Noch deutlicher ist der Wachstumsrückgang bei den Ausgaben für Forschung und Entwicklung: Die Unternehmen gaben zusammen 80,7 Milliarden Euro aus. Das waren währungsbereinigt zwar 3,9 Prozent mehr als 2015, damals hatten die Unternehmen jedoch ihre Investitionen gegenüber dem Vorjahr noch um 8,6 Prozent erhöht. Die beiden Schweizer Unternehmen Roche und Novartis gaben im letzten Jahr 7,88 Milliarden beziehungsweise 6,43 Milliarden Euro für Forschung aus und belegen damit in absoluten Zahlen die ersten Ränge.

Wachstumsschwäche trotz neuer Wirkstoffe
Die Produktpipeline wächst dank der hohen Forschungsausgaben vergangener Jahre noch weiterhin zweistellig: Derzeit befinden sich 4‘606 Produkte in der klinischen Entwicklung, der Zulassungsphase oder wurden in den Markt eingeführt. Das sind noch einmal knapp 12 Prozent mehr als im Jahr 2015. Insbesondere die Zahl der eingereichten und damit kurz vor der Markteinführung stehenden Wirkstoffe kletterte deutlich um ein Viertel auf 120 nach oben.

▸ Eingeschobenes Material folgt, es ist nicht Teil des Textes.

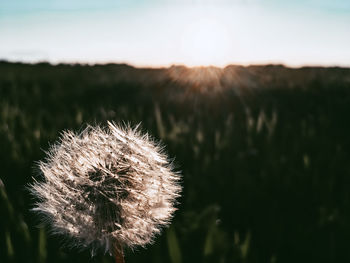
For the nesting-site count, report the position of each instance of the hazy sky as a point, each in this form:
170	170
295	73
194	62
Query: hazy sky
197	32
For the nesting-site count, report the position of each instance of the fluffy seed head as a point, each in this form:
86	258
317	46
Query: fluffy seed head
107	187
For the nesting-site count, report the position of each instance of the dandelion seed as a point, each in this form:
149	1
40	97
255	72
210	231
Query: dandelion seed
107	188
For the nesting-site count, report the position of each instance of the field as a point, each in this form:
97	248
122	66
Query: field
264	153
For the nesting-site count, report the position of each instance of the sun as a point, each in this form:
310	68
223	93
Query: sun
206	42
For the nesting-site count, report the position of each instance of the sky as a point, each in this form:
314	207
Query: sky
189	32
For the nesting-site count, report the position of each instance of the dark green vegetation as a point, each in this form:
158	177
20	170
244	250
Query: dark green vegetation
264	153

«Big Pharma gelingt es derzeit nicht, genügend neue Wirkstoffe auf den Markt zu bringen, die für deutliche Wachstumsschübe sorgen könnten», kommentiert Gerd Stürz, Partner und Life Sciences Leader EY Schweiz, die Zahlen. Während im Vorjahr noch Währungseinflüsse das Wachstum anschoben, spielten sie 2016 kaum eine Rolle. «Nun wird noch deutlicher, dass Big Pharma ein Wachstumsproblem hat. Die Branche präsentiert sich dabei uneinheitlich: Während einige Unternehmen deutlich wachsen, trüben andere das Gesamtbild. 2016 konnte die Mehrheit zwar Umsatzzuwächse verzeichnen – bei sechs der 21 Unternehmen gingen die Umsätze allerdings zurück.»

US-Konzerne dominieren
Die US-Konzerne entwickelten sich zuletzt positiver als ihre Konkurrenz aus Europa und Japan. Die Top Ten beim durchschnittlichen jährlichen Umsatzwachstum zwischen 2014 und 2016 sind fest in US-amerikanischer Hand, angeführt von Abbvie mit einem Zuwachs von 13,3 Prozent. «Die US-Konzerne dominieren bei der Umsatzentwicklung und auch bei der Marge. Die beiden Schweizer Konzerne sind in den letzten beiden Jahren klar unterdurch­schnittlich gewachsen. Bei der Marge liegt Roche leicht über dem Branchenschnitt, Novartis allerdings darunter. Beide Firmen investieren aber überdurchschnittlich in die Forschung und damit in die Zukunft. Die Dominanz der Biotech-Konzerne beim Wachstum ist 2016 weniger ausgeprägt als im Vorjahr, auch bei den Gewinnen konnten die grossen Biotechunternehmen weniger zulegen als im Vorjahr», sagt Michael Dalla Torre, EY Life Sciences Partner.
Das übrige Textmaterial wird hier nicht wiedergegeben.